Windmills – Working south, we can see nine windmills carefully drawn on the map. Other authorities say there were only seven windmills and one source mentions eleven. Whatever the number there were quite a few, built on top of the wide dyke to take advantage of the prevailing westerly winds.
Marsh Wall – This was the early name for the track on top of the dyke along the western side of Isle of Dogs. The name of that track today is Westferry Road. Trying to keep history alive, the London Docklands Development Corporation (LDDC) laid out a new road across the Isle of Dogs with the old name of Marsh Wall which had completely vanished from modern street maps. However, the modern road has no connection with the old one shown on Rocque.
Isle of Dogs – Notice that Rocque uses the name ‘Isle of Dogs’. The old name for this land was Stepney Marsh.
Gallows – Look carefully at the most southerly point on Rocque’s map and you will see a gallows. Look also further round the ‘island’, at the most easterly point and there is another gallows. Considering how few people lived on the Isle of Dogs at the time – just see how few houses are shown – it is surprising that there was a need for two sets of gallows.

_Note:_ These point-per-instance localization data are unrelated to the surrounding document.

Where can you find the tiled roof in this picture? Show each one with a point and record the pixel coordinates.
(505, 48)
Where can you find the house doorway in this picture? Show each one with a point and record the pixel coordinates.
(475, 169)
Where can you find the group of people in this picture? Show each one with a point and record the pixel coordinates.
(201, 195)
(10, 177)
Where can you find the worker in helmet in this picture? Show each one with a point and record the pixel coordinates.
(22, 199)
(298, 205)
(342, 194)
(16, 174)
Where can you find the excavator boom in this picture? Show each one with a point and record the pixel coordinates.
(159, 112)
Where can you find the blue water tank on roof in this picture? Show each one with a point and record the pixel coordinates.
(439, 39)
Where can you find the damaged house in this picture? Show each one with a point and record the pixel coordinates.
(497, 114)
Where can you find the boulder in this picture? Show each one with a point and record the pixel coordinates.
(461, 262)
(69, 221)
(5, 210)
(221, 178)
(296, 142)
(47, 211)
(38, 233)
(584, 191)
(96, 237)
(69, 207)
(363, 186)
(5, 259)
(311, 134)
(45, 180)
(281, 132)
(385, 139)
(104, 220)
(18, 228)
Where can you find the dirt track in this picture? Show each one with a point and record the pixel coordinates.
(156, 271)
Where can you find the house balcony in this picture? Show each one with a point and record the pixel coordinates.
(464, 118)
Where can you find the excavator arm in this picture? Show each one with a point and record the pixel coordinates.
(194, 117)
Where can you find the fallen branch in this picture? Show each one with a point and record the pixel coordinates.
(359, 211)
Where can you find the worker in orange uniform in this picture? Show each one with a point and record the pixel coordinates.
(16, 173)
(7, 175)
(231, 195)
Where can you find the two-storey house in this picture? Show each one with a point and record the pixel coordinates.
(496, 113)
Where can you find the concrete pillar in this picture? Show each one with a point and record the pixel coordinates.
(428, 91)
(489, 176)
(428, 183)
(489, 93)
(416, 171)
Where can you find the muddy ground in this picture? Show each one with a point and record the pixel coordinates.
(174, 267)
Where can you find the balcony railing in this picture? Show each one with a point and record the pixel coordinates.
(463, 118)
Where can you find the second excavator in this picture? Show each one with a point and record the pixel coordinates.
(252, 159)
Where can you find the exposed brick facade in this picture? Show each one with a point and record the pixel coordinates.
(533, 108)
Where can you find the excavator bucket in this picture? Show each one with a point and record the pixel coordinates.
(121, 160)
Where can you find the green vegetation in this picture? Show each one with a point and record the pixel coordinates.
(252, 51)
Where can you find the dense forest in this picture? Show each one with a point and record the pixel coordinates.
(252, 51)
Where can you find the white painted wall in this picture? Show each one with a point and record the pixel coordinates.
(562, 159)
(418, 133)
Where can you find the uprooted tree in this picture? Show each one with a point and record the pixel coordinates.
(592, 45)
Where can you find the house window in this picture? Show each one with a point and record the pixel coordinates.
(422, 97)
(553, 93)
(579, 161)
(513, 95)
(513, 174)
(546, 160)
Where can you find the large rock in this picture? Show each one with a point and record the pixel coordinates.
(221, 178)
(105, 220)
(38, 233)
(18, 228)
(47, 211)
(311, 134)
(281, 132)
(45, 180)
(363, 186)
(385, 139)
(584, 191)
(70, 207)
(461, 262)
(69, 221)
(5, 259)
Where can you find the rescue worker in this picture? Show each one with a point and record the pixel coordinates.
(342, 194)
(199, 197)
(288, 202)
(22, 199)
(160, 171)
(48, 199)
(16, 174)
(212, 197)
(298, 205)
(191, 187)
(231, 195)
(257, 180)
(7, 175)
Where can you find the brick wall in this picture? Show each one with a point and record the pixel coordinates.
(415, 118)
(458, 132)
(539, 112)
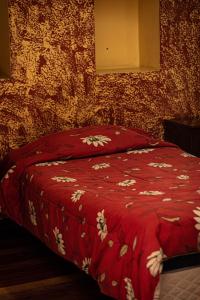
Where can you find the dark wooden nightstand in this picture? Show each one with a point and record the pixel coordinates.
(185, 133)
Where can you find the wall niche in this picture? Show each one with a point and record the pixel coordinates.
(127, 35)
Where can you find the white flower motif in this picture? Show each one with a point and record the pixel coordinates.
(139, 151)
(32, 213)
(9, 172)
(151, 193)
(154, 263)
(59, 241)
(183, 177)
(101, 166)
(129, 289)
(63, 179)
(101, 225)
(96, 140)
(159, 165)
(127, 182)
(185, 154)
(86, 264)
(50, 163)
(197, 219)
(77, 195)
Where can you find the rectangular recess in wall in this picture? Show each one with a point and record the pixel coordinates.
(4, 40)
(127, 35)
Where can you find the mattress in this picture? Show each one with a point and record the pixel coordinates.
(180, 284)
(111, 200)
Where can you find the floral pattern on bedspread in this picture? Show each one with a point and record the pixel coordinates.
(116, 214)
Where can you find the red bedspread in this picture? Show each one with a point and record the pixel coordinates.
(112, 200)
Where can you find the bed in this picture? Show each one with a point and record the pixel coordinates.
(113, 200)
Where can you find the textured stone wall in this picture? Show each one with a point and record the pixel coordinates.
(54, 85)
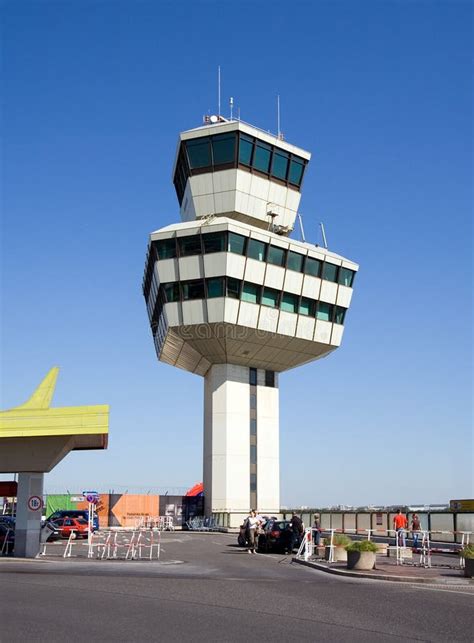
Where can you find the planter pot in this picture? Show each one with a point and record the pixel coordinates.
(340, 554)
(469, 567)
(360, 560)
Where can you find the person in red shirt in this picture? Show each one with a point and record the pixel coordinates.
(400, 523)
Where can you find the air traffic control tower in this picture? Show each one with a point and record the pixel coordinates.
(233, 299)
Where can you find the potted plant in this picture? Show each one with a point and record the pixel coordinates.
(467, 553)
(361, 555)
(340, 541)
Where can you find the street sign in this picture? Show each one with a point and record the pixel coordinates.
(35, 503)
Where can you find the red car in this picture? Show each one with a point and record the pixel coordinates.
(65, 526)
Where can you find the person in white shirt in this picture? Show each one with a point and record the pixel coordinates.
(253, 522)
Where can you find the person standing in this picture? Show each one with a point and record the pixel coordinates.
(400, 523)
(415, 529)
(252, 526)
(316, 530)
(297, 530)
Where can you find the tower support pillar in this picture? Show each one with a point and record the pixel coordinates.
(241, 443)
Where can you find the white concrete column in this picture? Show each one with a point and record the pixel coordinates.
(227, 444)
(28, 517)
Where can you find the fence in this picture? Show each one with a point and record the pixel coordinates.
(309, 549)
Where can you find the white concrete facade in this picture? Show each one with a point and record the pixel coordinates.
(231, 298)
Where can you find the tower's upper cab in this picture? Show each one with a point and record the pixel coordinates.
(235, 170)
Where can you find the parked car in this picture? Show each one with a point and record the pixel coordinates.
(74, 513)
(276, 536)
(79, 527)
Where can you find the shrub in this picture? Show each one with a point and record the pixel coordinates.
(339, 540)
(467, 551)
(362, 545)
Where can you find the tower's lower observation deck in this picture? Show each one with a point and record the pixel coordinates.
(226, 292)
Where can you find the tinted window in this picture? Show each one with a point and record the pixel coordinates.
(236, 243)
(312, 267)
(270, 297)
(193, 290)
(171, 292)
(215, 287)
(165, 248)
(346, 277)
(280, 165)
(276, 255)
(296, 172)
(329, 271)
(256, 250)
(339, 315)
(324, 311)
(233, 287)
(199, 153)
(251, 293)
(223, 148)
(261, 159)
(245, 150)
(214, 242)
(289, 302)
(189, 245)
(295, 261)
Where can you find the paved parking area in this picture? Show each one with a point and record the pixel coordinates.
(205, 588)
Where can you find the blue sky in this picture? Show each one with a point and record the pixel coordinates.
(95, 94)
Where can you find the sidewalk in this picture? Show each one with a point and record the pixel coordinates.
(445, 570)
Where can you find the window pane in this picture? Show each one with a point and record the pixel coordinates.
(245, 150)
(236, 243)
(330, 271)
(171, 292)
(295, 261)
(214, 242)
(261, 159)
(256, 250)
(215, 287)
(296, 172)
(233, 287)
(223, 148)
(270, 297)
(165, 248)
(324, 311)
(253, 454)
(270, 378)
(279, 165)
(251, 293)
(199, 153)
(346, 277)
(193, 290)
(339, 315)
(276, 256)
(307, 307)
(289, 302)
(189, 245)
(312, 267)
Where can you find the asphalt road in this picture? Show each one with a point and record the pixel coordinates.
(204, 588)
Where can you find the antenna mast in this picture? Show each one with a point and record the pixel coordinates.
(219, 91)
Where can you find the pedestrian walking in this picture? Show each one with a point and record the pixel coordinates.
(316, 530)
(415, 529)
(400, 524)
(253, 523)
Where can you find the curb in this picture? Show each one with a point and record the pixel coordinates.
(385, 577)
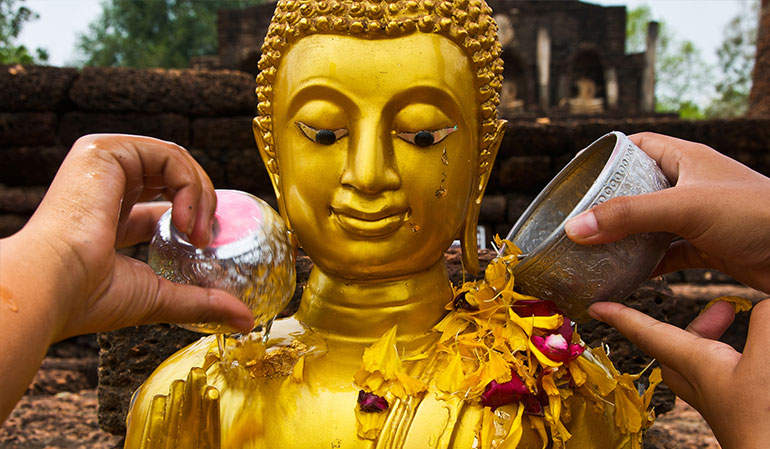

Arrow Lane – a long winding road runs from north to south across the Isle of Dogs, ending at the ‘Horse Ferry House’. The road – greatly changed in alignment – is now known as East Ferry Road and ends at a pub with the slightly different name of ‘The Ferry House’. A horse-ferry plied between the Isle of Dogs and Greenwich.
Angel Lane – The alignment of this thoroughfare has been lost over time.
Chapel House – the only building on the southern part of the Isle of Dogs is labelled ‘Chapel House’. There was indeed a chapel known as ‘St Mary in Stepney Marsh’. It was known to be in existence in 1380 and last mentioned n the middle of the 15th century.
Cold Harbour – Working along the east side of the Isle of Dogs, we see a street of houses marked ‘Cold Harbour’. That street, still called ‘Coldharbour’ remains to this day.
Blackwall Causeway – Blackwall Causeway and Blackwall Stairs were part of the original hamlet of Blackwall which was so-called because of the large dark dyke of mud at this point on the river. As a result, a ship-building yard nearby was also called Blackwall Yard at a later time and remained in use until the 1980s.